Illustration of a multicolor fist raised in the air with faces in the background

Tony Mayle knows that in order to embrace diversity and celebrate the local and national history, it takes a village of support.

That’s why he has invited the entire community to campus for Marietta College’s Juneteenth Celebration, which will take place from 4:00 to 7:00 p.m. Friday, June 17th, in the green space next to the Hermann Fine Arts Center on Butler Street.

“Juneteenth  — which is short for June Nineteenth — is the day federal troops arrived in Galveston, Texas, in 1865 to take control of the state. Those troops were there to enforce the Emancipation Proclamation that ensured that all enslaved people were freed,” said Mayle, who is the Director of Diversity & Inclusion and Associate Dean of Students at Marietta.

Last year, the day became a federal holiday.

Like the popular Multicultural Festival and Lunar New Year Celebration, Marietta’s Juneteenth commemoration also aims to draw large numbers of campus and community members.

“We will offer a raffle, guest speakers, music, games, educational items, and free food for everyone who attends our celebration,” said Robert Nelson, Coordinator of Diversity & Inclusion. “Our food items will represent the color red, which brings recognition to the bloodshed of the enslaved before and during their struggles for emancipation.”

D&I is looking for sponsors for the celebration. Businesses and organizations interested in becoming a sponsor can contact Mayle at or at (740) 376-3287.

Students Hannah McKain ’22 (Marietta, Ohio), Kaelyn Smith ’25 (Parkersburg, West Virginia) and Tucker Nelson ’25 (Coshocton, Ohio) are working in with D&I this summer to coordinate the event.

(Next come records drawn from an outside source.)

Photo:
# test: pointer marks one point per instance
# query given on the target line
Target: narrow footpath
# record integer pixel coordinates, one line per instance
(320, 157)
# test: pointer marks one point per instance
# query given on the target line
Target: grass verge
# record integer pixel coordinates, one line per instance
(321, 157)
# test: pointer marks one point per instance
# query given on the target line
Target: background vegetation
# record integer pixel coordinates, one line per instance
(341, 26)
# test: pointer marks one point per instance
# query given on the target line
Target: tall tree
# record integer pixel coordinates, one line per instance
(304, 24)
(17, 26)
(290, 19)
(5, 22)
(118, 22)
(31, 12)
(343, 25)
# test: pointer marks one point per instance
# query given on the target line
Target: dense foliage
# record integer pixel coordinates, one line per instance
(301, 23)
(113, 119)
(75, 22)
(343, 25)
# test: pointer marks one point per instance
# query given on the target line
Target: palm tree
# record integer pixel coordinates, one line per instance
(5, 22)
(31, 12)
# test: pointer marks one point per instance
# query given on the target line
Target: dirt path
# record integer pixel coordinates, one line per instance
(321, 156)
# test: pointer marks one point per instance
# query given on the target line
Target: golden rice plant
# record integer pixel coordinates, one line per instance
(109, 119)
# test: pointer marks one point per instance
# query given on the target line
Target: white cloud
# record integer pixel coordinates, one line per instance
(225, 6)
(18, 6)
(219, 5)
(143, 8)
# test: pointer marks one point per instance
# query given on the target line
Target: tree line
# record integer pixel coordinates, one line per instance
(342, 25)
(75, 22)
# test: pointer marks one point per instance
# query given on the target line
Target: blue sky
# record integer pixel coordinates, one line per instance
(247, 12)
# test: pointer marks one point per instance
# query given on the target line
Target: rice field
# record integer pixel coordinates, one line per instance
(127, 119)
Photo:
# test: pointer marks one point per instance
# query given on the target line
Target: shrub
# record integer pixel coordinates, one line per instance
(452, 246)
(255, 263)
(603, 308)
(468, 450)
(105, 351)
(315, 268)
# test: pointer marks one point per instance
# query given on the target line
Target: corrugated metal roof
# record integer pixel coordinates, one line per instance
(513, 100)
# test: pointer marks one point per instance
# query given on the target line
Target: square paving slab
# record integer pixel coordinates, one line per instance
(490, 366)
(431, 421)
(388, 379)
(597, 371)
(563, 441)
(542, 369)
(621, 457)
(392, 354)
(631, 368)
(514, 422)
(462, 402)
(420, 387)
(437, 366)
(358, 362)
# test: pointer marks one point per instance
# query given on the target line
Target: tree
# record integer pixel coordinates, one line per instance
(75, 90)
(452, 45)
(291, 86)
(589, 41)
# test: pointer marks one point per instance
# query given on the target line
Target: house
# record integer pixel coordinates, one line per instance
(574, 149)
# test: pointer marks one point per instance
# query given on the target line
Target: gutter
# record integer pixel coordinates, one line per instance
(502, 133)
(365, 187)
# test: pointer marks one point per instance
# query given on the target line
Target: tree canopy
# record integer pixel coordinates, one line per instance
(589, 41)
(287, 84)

“It is important for the community to be involved with campus events one because it shows support for the college and we can educate the community as well as students on campus for a historical celebration,” McKain said. It's important to recognize all of the people that worked to make this a real holiday as well as providing a way for the community to be empathetic for the enslavement of human beings.”